Para a área de IA, a decisão do TSE pode influenciar o desenvolvimento de tecnologias de detecção de conteúdo sintético. Ferramentas de autenticação e verificação de mídia se tornarão essenciais, não apenas para campanhas políticas, mas também para empresas que precisam proteger sua imagem e suas operações contra o uso indevido de sua marca.
Em termos de continuidade de negócios, a regulação pode impactar a forma como as empresas se comunicam em situações de crise. Se avatares de IA forem restritos, as organizações precisarão ter planos de contingência para comunicação humana, garantindo que possam responder rapidamente a eventos adversos sem depender exclusivamente de soluções automatizadas.
Leitura executiva da WSVP
A decisão do TSE sobre avatares de IA é um marco na regulação da inteligência artificial no Brasil. Embora o foco seja eleitoral, ela reflete uma preocupação global com a autenticidade e a confiança em um mundo cada vez mais digital. Para as empresas, o recado é claro: a IA deve ser usada com responsabilidade, transparência e governança.
Na WSVP, enxergamos essa movimentação como uma oportunidade para as organizações revisarem suas estratégias de IA e comunicação. Aquelas que já adotam práticas éticas e transparentes estarão à frente, enquanto as que negligenciam esses aspectos podem enfrentar riscos legais e reputacionais significativos.
Recomendamos que as empresas não esperem a regulamentação final para agir.

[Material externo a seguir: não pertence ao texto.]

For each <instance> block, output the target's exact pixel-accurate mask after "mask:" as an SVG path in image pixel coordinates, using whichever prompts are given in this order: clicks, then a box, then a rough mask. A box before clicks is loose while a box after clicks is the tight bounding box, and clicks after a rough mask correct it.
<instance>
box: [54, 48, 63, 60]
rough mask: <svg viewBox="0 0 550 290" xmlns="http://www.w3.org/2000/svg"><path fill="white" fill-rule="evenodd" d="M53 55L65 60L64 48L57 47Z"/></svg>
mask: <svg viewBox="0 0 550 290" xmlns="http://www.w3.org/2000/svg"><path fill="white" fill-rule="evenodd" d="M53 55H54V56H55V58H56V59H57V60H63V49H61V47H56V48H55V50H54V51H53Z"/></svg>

A autorregulação e a adoção de padrões elevados de transparência não apenas mitigam riscos, mas também criam diferenciais competitivos em um mercado cada vez mais atento a questões éticas.
Recomendações práticas
- Mapeie seus usos de IA: Identifique todas as aplicações de IA generativa em sua empresa, especialmente aquelas que envolvem avatares, voz ou vídeo sintético.
- Implemente rótulos claros: Garanta que qualquer conteúdo gerado por IA seja claramente identificado, seguindo as melhores práticas e as futuras exigências legais.
- Estabeleça uma política de governança de IA: Crie um comitê ou designe um responsável pela supervisão ética e legal do uso de IA na organização.
- Invista em detecção de deepfakes: Adote ferramentas de verificação de mídia para proteger sua marca contra o uso indevido de sua imagem ou voz.
- Revise contratos e parcerias: Certifique-se de que seus fornecedores de tecnologia de IA estejam alinhados com as novas diretrizes regulatórias.
- Capacite seus times: Treine funcionários sobre os riscos e as boas práticas no uso de IA, especialmente em áreas como marketing, comunicação e atendimento ao cliente.
- Acompanhe as decisões do TSE e da ANPD: Mantenha-se atualizado sobre as mudanças regulatórias e adapte suas estratégias conforme necessário.
Fontes consultadas
- Correio Braziliense - TSE deve decidir sobre uso de avatares de IA nas eleições 2026
- Tribunal Superior Eleitoral (TSE)
- Autoridade Nacional de Proteção de Dados (ANPD)
Este rascunho foi produzido com apoio de inteligência artificial e ainda requer revisão humana antes da publicação.